介護職と一口に言っても、実に様々な種類があります。最も代表的なものが、介護福祉士になります。この仕事は、高齢者の食事、入浴、排泄、洗濯など身の回りのお世話を行うものです。さらに資格を有することにより、痰の吸引といった医療行為に準ずることも行わなくてはなりません。介護福祉士としてのキャリアを積んだ人がキャリアアップのために選ぶのがケアマネージャーです。これは、高齢者のお世話を実際に行うのではなく、個々の介護に関するプランを策定する仕事です。

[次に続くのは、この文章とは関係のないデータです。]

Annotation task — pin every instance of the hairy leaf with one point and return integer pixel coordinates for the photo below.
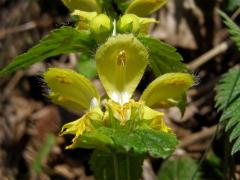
(163, 57)
(233, 28)
(60, 41)
(228, 101)
(181, 168)
(156, 143)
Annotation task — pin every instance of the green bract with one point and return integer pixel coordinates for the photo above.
(101, 27)
(144, 7)
(131, 23)
(85, 5)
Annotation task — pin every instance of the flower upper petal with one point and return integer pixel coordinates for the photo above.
(85, 5)
(168, 86)
(144, 7)
(71, 89)
(121, 62)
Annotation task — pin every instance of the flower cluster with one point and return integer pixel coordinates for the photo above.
(121, 62)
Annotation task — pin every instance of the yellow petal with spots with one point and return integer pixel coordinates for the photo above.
(121, 62)
(71, 89)
(170, 86)
(144, 7)
(85, 123)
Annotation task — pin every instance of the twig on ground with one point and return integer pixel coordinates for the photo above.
(199, 136)
(221, 48)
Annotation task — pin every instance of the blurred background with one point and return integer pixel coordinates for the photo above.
(30, 147)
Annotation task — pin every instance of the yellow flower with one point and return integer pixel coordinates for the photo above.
(121, 62)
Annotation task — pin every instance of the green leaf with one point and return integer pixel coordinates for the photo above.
(233, 28)
(232, 5)
(158, 144)
(228, 101)
(140, 141)
(163, 57)
(87, 66)
(42, 153)
(60, 41)
(116, 166)
(179, 169)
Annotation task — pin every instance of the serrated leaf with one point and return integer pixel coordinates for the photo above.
(228, 101)
(179, 169)
(60, 41)
(122, 166)
(233, 28)
(163, 57)
(156, 143)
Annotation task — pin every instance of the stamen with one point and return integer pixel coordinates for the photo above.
(121, 58)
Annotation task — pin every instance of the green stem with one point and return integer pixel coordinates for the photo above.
(116, 167)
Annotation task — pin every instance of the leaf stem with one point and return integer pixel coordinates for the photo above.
(116, 169)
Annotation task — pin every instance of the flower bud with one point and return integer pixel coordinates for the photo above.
(85, 5)
(128, 23)
(101, 27)
(144, 7)
(84, 19)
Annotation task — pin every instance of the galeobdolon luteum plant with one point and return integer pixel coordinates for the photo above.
(121, 130)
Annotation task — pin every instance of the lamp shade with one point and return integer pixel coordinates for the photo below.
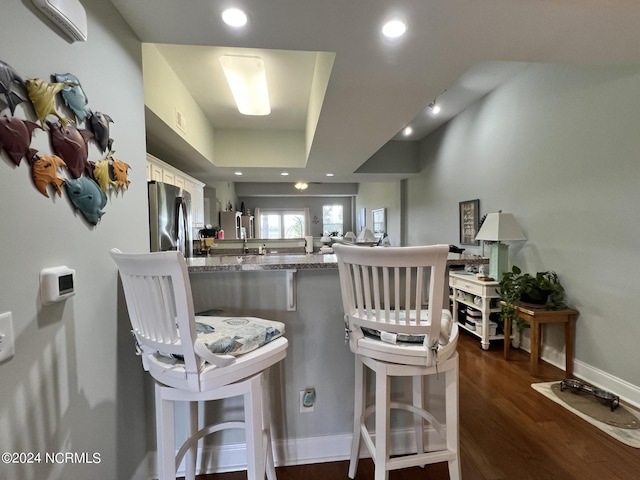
(499, 227)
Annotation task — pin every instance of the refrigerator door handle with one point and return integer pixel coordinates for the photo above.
(181, 225)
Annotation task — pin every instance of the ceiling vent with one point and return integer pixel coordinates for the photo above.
(69, 15)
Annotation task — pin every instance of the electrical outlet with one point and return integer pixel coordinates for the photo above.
(7, 349)
(307, 400)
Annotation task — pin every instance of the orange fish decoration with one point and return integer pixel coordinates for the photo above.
(44, 172)
(43, 98)
(70, 143)
(102, 176)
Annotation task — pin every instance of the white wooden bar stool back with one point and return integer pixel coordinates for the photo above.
(158, 296)
(397, 326)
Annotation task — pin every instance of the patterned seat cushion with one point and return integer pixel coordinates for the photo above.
(236, 335)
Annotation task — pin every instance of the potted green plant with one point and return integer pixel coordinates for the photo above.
(517, 288)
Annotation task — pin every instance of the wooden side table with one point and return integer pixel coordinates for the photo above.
(536, 318)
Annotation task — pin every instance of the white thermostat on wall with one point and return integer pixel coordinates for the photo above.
(56, 284)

非常にでき責任の重い仕事ですが給料も高くなりますので、やりがいのある仕事であることには違いありません。最近、求人数が増えているのが訪問入浴オペレーターや訪問看護師です。これらは、比較的、介護レベルが低く、自宅で生活している高齢者の日常生活をフォローする仕事です。

石川の介護求人の傾向と対策について

石川県の介護求人は、他県同様、介護福祉士やケアマネージャーの需要が高いのですが、そのほかにも訪問入浴オペレータ^や訪問看護師の需要も高いのが特徴的です。これは、他県と比較して核家族の割合が低いことに起因しています。つまり、介護の基本は在宅介護であり、家族だけではフォローしきれない部分について、介護職の経験やスキルをもった人を必要としているという事です。そのため、地域密着型通所介護として、地域密着型サービスに移行を予定している通所介護事業所も増えており、県が支援している状況にあります。しかしながら、需要に対する供給のバランスは適切であるとは言い難く、要員不足は徐々に解消されていますが、解決にまでは至っていません。介護職に従事する人の処遇改善や若年層の雇用支援が、大きな課題となっています。